Obecnie siła szyfrowania używana w komercyjnych aplikacjach jest znacznie większa, ale nadal mogą zdarzać się pokusy producenta lub agencji rządowych, aby w oprogramowaniu wbudować tylne drzwi. Dotyczy to szczególnie popularnych programów, reklamujących bezpieczeństwo, ale jednocześnie przetwarzających wrażliwe dane, takie jak finanse. Najpopularniejszym oprogramowaniem konsumenckim w Stanach Zjednoczonych - przeznaczonym do prowadzenia domowego budżetu - jest Intuit Quicken. Program ten jest używany przez miliony ludzi na całym świecie, producent informuje, że stosuje w swoim produkcie zaawansowane technologie kryptograficzne, chroniące poufne dokumenty użytkowników i transakcje internetowe. Ochrona obejmuje szyfrowanie plików i połączenia do usług związanych z tym programem. Stosowane zabezpieczenia wydają się wystarczające, ale takimi nie są.

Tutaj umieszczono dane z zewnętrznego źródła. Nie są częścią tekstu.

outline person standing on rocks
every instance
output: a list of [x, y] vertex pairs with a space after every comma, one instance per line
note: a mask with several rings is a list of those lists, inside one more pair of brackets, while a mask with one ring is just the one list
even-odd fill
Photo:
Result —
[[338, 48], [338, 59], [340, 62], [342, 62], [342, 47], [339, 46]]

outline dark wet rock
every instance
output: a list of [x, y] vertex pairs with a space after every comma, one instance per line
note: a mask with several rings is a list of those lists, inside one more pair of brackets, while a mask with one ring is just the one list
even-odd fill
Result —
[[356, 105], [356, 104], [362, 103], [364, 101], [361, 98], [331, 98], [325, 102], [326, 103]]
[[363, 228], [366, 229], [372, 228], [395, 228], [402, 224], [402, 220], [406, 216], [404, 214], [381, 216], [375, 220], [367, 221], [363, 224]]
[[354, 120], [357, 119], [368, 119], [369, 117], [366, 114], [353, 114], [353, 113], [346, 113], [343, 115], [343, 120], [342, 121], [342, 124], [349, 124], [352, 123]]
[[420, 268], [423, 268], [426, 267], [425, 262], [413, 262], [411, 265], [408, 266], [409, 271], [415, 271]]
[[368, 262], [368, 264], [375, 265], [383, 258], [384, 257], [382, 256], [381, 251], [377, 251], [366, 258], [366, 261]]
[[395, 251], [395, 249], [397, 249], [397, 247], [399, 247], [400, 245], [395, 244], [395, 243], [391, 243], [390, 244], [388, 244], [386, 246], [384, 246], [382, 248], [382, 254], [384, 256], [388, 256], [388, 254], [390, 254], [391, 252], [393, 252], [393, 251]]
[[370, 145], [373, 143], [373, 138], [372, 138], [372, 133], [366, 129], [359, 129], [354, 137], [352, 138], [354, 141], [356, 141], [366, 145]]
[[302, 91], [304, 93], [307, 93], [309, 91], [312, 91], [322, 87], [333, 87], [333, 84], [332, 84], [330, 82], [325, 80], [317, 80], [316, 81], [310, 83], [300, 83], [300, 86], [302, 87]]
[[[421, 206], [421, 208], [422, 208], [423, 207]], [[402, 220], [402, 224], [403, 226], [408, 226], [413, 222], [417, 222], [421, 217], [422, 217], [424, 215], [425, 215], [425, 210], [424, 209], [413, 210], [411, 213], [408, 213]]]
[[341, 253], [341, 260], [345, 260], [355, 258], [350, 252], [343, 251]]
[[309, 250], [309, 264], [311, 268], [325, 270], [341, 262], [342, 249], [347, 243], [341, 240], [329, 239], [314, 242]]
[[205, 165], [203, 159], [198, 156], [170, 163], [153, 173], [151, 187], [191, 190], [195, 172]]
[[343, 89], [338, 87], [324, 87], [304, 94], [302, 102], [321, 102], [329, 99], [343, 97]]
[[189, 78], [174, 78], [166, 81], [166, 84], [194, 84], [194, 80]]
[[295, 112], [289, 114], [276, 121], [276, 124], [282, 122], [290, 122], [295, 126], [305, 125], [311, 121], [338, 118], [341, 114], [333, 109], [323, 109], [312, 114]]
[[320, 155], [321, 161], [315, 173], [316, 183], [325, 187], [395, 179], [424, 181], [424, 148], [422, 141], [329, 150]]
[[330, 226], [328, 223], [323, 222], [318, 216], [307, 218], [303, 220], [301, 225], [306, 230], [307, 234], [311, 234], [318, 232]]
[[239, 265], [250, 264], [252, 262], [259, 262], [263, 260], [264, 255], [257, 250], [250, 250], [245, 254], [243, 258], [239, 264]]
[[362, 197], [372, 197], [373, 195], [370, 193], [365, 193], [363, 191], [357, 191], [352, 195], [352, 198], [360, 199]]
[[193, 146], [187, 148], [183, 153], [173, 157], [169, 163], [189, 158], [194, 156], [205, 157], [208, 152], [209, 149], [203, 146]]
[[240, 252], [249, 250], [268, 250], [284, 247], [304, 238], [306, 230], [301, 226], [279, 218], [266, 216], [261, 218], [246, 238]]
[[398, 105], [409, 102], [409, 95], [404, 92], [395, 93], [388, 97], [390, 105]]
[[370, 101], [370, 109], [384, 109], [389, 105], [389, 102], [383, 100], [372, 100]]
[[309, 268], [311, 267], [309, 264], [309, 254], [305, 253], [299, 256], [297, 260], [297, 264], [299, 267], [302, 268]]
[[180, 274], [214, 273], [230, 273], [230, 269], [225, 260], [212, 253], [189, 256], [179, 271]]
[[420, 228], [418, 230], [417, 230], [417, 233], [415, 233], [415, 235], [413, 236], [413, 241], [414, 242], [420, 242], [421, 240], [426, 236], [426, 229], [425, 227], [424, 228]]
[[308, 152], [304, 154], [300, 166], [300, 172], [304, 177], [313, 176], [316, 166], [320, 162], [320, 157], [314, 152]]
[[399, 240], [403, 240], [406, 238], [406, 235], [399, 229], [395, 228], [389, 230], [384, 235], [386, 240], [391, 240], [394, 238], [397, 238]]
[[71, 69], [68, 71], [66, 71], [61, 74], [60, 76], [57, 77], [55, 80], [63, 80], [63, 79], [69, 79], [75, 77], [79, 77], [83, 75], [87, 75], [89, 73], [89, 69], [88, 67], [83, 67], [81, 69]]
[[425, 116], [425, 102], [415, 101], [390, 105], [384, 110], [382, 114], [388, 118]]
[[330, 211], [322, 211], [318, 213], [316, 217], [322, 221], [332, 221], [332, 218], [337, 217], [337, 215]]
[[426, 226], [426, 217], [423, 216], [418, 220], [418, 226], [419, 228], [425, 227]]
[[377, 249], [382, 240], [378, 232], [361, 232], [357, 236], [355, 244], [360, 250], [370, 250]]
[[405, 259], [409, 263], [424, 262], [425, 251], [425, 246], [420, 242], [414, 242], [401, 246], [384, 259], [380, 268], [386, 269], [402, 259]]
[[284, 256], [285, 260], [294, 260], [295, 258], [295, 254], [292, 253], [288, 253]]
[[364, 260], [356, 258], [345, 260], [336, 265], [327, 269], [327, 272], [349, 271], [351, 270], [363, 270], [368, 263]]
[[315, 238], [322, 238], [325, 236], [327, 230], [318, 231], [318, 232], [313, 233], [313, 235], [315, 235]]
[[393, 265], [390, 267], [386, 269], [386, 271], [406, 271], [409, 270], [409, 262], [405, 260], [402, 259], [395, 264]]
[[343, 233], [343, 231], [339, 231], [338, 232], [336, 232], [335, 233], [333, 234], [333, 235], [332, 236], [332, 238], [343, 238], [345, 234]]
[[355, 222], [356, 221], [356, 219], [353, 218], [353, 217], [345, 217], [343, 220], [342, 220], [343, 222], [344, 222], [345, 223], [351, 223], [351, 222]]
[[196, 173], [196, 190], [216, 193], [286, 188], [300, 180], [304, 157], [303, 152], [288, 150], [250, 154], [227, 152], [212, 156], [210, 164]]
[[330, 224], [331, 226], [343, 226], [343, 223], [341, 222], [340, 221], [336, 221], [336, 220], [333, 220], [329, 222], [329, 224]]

Rosyjska firma Elcomsoft, specjalizująca się w narzędziach łamiących zabezpieczenia opracowała bowiem oprogramowanie, które usuwa ochronę plików tego programu. Nie jest to poszukiwanie haseł metodą brute force lub słownikową - co wymagałoby dość dużej ilości obliczeń i byłoby czasochłonne - ale deszyfrowanie za pomocą złamanego klucza. Istnienie takiego klucza, niezależnego od wprowadzonego hasła udowadnia, że albo producent nie przywiązuje wagi do rzeczywistego bezpieczeństwa powierzanych danych, albo osłabienie ochrony kryptograficznej było celowe.

Intuit Quicken od wersji 2003 do 2007 zabezpiecza dane za pomocą pojedynczego klucza RSA o długości 512 bitów. Jest to na tyle długi klucz, że hacker-amator raczej nie złamie go szybko, nie można jednak tego powiedzieć o instytucjach zainteresowanych pozyskaniem cudzych informacji. Elcomsoft, dokonując faktoryzacji klucza RSA udowodniła, że w tym programie istnieją tylne drzwi, umożliwiające przechwycenie danych związanych z domowymi finansami przez takie amerykańskie agencje, jak IRS, FBI czy CIA. Istnienie takiego klucza stawia pod znakiem zapytania bezpieczeństwo wrażliwych danych, takich jak informacje o finansach czy dane kart płatniczych. Fakt bardzo słabej ochrony danych milionów użytkowników tego oprogramowania został zgłoszony do CERT.

Rola open source

Jedynym modelem rozwoju oprogramowania, który wnosi ze sobą bardzo niski poziom ryzyka celowej ingerencji, jest open source. W przypadku najważniejszych projektów, przejrzanych przez specjalistów z wielu krajów, prawdopodobieństwo umieszczenia konia trojańskiego lub innego, podobnego tworu programistycznego, jest bardzo niskie. Dzięki dostępności kodu źródłowego, grupa specjalistów może dokonać audytu aplikacji i upewnić daną organizację, że w aplikacji nie wbudowano żadnych mechanizmów, które w sztuczny sposób obniżyłyby moc stosowanych szyfrów. Przykładem rozwiązań, w których podkreśla się rolę niezależnego audytu opublikowanego kodu źródłowego, jest jeden z najlepszych programów przeznaczonych do szyfrowania danych - TrueCrypt. Podobnie oprogramowanie zestawiające bezpieczne połączenie głosowe przez sieć GSM (GSMK CryptoPhone) także jest dostarczane z kompletnym kodem źródłowym. Kostarykański operator telekomunikacyjny Ex4u Telecom idzie znacznie dalej, oferując telefony komórkowe z serii E-Crypto, które są dostarczane razem z kodem źródłowym firmware.